И, не дождавшись ответа, взобрался дядя Елистрат на тележку и развалился на персидском ковре, покрывавшем сиденье.
— Пошел! — крикнул он присевшему сбоку облучка Алексею. — Прямо пошел!.. Эй, вы, калина с малиной, красна смородина!
Запрыгала тележка по булыжной мостовой, вдоль и вкось изрытой промоинами и рытвинами, и вскоре земляки добрались до постоялого двора. Не мог отказаться Алексей от докучного дяди Елистрата, не рад был, что и связался с ним. Хоть ни на пристани, ни на базаре ничего он не покупал, ничего и не продал, однако дядя Елистрат счел нужным сорвать с Алексея магарыч, спрыснуть, значит, счастливый приезд его в город. Делать нечего, должен был Алексей угощать, земляка, указавшего путь-дорогу к постоялому двору. Чутьем ли пронюхал, по другому ль чему смекнул дядя Елистрат, что чапуринский приказчик при деньгах, и повел он его не в кабак, не в белу харчевню, а в стоявшую поблизости богатую гостиницу, куда его в смуром кафтане едва-едва пропустили.
В глазах зарябило у Алексея, робость какая-то на него напала, когда, взобравшись по широкой лестнице, вошел он с дядей Елистратом в просторные, светлые комнаты гостиницы, по случаю праздника и базарного дня переполненные торговым людом.
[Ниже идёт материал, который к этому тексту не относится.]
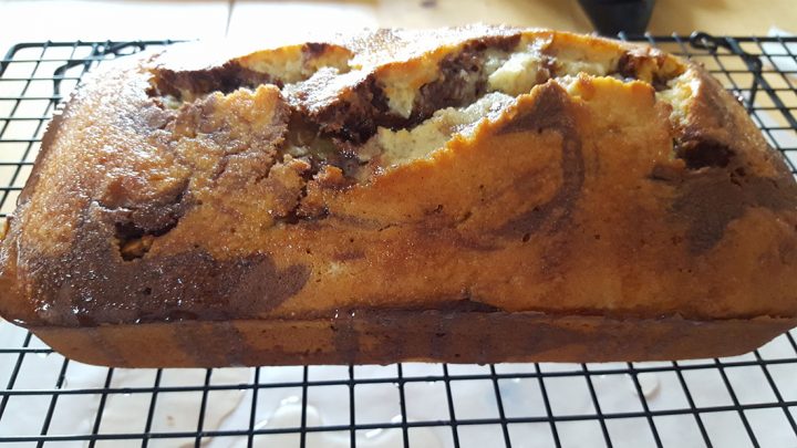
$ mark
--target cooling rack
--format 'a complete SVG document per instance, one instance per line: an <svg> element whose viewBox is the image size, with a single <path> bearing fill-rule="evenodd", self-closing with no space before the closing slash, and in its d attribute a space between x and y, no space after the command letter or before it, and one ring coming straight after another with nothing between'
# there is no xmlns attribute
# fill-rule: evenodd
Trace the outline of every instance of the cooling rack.
<svg viewBox="0 0 797 448"><path fill-rule="evenodd" d="M797 39L627 37L705 66L797 163ZM39 42L0 61L0 218L54 107L103 61L170 41ZM795 331L733 358L114 369L0 321L0 446L797 447Z"/></svg>

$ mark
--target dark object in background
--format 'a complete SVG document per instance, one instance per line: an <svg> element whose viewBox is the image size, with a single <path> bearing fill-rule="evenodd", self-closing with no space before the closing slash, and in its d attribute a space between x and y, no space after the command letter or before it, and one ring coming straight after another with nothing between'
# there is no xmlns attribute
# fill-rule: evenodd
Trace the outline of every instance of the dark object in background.
<svg viewBox="0 0 797 448"><path fill-rule="evenodd" d="M599 33L617 35L620 31L644 33L655 0L579 0L579 3Z"/></svg>

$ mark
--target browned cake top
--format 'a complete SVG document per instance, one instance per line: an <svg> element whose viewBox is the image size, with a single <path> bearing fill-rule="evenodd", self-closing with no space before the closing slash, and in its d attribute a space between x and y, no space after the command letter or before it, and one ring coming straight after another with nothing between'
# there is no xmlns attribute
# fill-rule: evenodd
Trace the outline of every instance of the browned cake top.
<svg viewBox="0 0 797 448"><path fill-rule="evenodd" d="M797 315L795 183L696 65L493 27L209 58L79 88L2 242L4 315Z"/></svg>

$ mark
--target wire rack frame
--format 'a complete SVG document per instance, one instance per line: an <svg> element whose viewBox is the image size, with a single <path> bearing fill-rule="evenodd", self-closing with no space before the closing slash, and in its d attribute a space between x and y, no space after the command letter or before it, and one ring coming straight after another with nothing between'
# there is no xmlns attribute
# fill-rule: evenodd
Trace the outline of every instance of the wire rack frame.
<svg viewBox="0 0 797 448"><path fill-rule="evenodd" d="M728 38L695 33L689 38L628 37L623 40L646 42L665 51L703 63L739 101L760 127L767 140L785 156L791 173L797 164L797 39L790 38ZM92 67L108 59L120 58L148 48L170 44L172 41L135 42L38 42L12 46L0 60L0 218L8 216L24 185L39 149L42 133L58 104ZM572 447L572 446L651 446L651 447L797 447L797 342L795 331L786 333L764 347L733 358L696 360L666 363L609 364L496 364L487 366L395 364L372 368L365 366L338 368L335 375L317 377L319 366L297 366L290 379L275 379L272 367L250 369L246 381L219 383L224 369L199 372L190 384L167 381L175 372L155 369L151 383L123 385L116 382L123 369L95 368L100 381L93 386L68 384L70 373L86 366L63 358L43 345L32 334L0 322L11 336L0 337L0 445L6 446L142 446L163 445L180 440L180 446L324 446L329 440L317 436L335 434L346 446L375 447L368 436L374 431L393 430L400 435L395 446L424 446L415 435L434 428L439 446L469 447L485 445L484 434L491 434L487 446L506 447ZM29 364L38 360L49 363L46 382L31 383ZM33 363L31 363L33 361ZM738 375L739 372L753 376ZM417 374L417 372L422 372ZM707 374L711 382L695 382L697 374ZM182 374L177 374L182 375ZM661 407L650 398L650 375L667 375L682 394L680 406ZM751 382L749 378L757 378ZM605 397L605 378L627 382L635 405L618 409ZM747 379L739 382L739 378ZM535 406L517 406L507 394L507 385L515 382L532 385L538 390ZM568 409L562 405L558 383L579 385L579 399L587 408ZM439 407L437 418L413 418L417 387L437 385ZM482 387L489 396L488 406L478 411L459 406L464 388ZM373 420L361 410L371 399L369 387L390 386L395 389L395 418ZM753 387L751 387L753 386ZM338 388L341 415L334 421L319 423L312 417L313 394L322 388ZM724 394L722 400L706 400L706 388ZM300 409L290 425L261 425L258 415L259 397L273 390L297 390ZM751 393L753 390L753 393ZM244 421L238 427L210 425L209 413L216 406L216 394L240 392L248 404ZM192 393L196 403L196 421L176 430L158 428L157 409L173 394ZM103 430L108 404L118 396L145 397L143 425L130 425L124 430ZM93 397L91 421L86 430L59 430L53 427L62 418L60 404L79 397ZM566 399L572 399L572 395ZM24 414L30 403L42 404L42 413L30 415L35 431L15 431L3 424ZM486 402L485 402L486 403ZM526 404L522 402L521 404ZM484 405L484 403L483 403ZM489 408L486 411L485 408ZM344 410L344 411L343 411ZM763 414L762 414L763 413ZM766 418L762 419L760 415ZM61 416L61 417L60 417ZM723 416L717 420L717 416ZM675 421L676 425L672 423ZM722 425L717 425L721 421ZM762 423L766 425L762 426ZM775 421L775 423L773 423ZM575 437L588 425L591 435ZM535 431L529 433L528 428ZM633 445L623 437L631 428L642 431ZM690 429L691 428L691 429ZM139 430L138 430L139 429ZM692 438L681 433L692 431ZM776 433L777 437L772 435ZM363 434L366 437L363 437ZM540 437L540 434L545 435ZM731 436L728 436L728 434ZM284 436L290 436L286 439ZM532 437L534 436L534 437ZM271 437L271 438L269 438ZM282 438L279 438L282 437ZM263 440L266 441L263 444ZM269 440L279 440L271 442ZM237 445L236 445L237 444ZM276 445L275 445L276 444ZM342 445L339 445L342 446Z"/></svg>

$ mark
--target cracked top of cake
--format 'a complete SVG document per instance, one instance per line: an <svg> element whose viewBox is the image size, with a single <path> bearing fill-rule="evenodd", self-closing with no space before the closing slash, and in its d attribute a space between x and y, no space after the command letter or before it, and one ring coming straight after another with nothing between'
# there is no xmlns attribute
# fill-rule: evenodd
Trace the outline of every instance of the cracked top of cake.
<svg viewBox="0 0 797 448"><path fill-rule="evenodd" d="M501 27L214 61L116 63L60 111L2 242L3 314L797 314L794 180L697 65Z"/></svg>

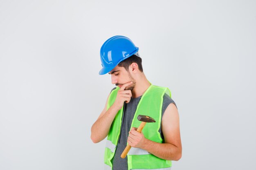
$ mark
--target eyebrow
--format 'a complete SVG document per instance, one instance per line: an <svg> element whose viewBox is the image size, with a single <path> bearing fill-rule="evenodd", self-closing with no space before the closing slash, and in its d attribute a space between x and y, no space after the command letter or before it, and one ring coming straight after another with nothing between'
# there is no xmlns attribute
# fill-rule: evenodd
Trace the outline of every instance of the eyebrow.
<svg viewBox="0 0 256 170"><path fill-rule="evenodd" d="M113 73L115 73L115 72L117 72L117 71L120 71L120 70L117 70L116 71L112 71L112 73L108 73L108 74L113 74Z"/></svg>

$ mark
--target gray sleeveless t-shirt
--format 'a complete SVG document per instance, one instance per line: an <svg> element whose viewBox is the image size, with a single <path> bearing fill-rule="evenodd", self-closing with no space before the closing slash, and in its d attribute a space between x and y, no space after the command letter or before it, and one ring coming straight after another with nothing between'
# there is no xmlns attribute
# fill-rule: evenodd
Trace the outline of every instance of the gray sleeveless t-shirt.
<svg viewBox="0 0 256 170"><path fill-rule="evenodd" d="M116 88L116 87L115 87L111 90L111 91ZM113 165L113 170L127 170L128 169L127 157L126 157L124 159L121 158L120 157L124 150L126 147L127 139L129 135L128 132L132 124L132 121L141 96L140 96L136 98L131 97L129 103L127 104L124 103L124 112L122 117L121 132L119 137L115 155L111 160ZM173 103L176 106L173 100L166 93L164 95L163 98L164 99L162 107L162 117L164 111L169 104ZM161 127L160 125L160 128L158 131L164 142L164 139Z"/></svg>

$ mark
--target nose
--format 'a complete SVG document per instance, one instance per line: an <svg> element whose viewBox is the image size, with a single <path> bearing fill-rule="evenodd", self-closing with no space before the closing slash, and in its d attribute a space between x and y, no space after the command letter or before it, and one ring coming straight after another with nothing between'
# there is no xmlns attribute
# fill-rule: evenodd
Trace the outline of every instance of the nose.
<svg viewBox="0 0 256 170"><path fill-rule="evenodd" d="M112 84L115 84L118 81L116 76L114 76L113 75L111 75L111 81Z"/></svg>

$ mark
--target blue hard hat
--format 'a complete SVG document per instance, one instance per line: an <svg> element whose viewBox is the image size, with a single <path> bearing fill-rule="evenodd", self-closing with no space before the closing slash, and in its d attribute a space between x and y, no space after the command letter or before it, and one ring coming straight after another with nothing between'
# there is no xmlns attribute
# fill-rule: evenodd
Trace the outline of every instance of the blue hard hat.
<svg viewBox="0 0 256 170"><path fill-rule="evenodd" d="M108 73L123 60L135 54L139 48L126 37L116 35L106 41L101 48L101 65L103 67L99 74Z"/></svg>

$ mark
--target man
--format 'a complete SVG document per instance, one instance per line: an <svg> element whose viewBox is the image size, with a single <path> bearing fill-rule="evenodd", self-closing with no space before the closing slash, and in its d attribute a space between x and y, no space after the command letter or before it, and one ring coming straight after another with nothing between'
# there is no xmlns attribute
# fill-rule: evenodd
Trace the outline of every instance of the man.
<svg viewBox="0 0 256 170"><path fill-rule="evenodd" d="M171 160L182 156L179 117L167 88L152 84L143 70L139 48L123 36L108 40L101 49L100 75L111 75L117 86L108 97L105 107L91 128L91 138L98 143L107 136L106 170L170 170ZM136 130L139 115L149 116L155 123ZM128 144L125 159L120 155Z"/></svg>

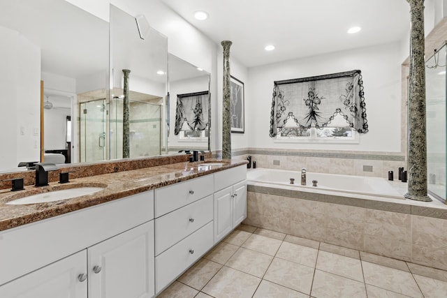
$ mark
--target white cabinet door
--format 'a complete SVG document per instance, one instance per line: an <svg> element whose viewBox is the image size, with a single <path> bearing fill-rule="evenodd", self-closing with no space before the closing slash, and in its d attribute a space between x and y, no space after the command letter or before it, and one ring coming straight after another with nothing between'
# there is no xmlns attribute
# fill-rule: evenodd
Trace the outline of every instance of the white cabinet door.
<svg viewBox="0 0 447 298"><path fill-rule="evenodd" d="M236 227L247 218L247 183L239 182L233 186L234 195L233 211L233 228Z"/></svg>
<svg viewBox="0 0 447 298"><path fill-rule="evenodd" d="M154 221L87 251L89 298L154 296Z"/></svg>
<svg viewBox="0 0 447 298"><path fill-rule="evenodd" d="M0 287L0 297L87 298L86 259L84 250L15 279Z"/></svg>
<svg viewBox="0 0 447 298"><path fill-rule="evenodd" d="M214 193L214 243L233 228L233 186Z"/></svg>

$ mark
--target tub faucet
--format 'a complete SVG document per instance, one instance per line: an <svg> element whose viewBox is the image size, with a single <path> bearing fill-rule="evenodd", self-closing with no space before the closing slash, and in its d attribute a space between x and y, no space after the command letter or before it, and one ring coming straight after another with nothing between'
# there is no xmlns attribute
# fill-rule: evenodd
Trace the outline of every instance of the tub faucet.
<svg viewBox="0 0 447 298"><path fill-rule="evenodd" d="M307 170L305 167L301 169L301 185L306 185L306 172Z"/></svg>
Горницы Патапа Максимыча, бывшие до тех пор Алексею за диковину, в сравненьи с этими показались темными клевухами. Покои двухсаженной вышины, оклеенные пестрыми, хоть и сильно загрязненными обоями, бронзовые люстры с подвесными хрусталями, зеркала хоть и тускловатые, но возвышавшиеся чуть не до потолка, триповые, хотя и закопченные занавеси на окнах, золоченые карнизы, расписной потолок, — все это непривычному Алексею казалось такою роскошью, таким богатством, что в его голове тотчас же сверкнула мысль: «Эх, поладить бы мне тогда с покойницей Настей, повести бы дело не как у нас с нею сталось, в таких бы точно хоромах я жил…»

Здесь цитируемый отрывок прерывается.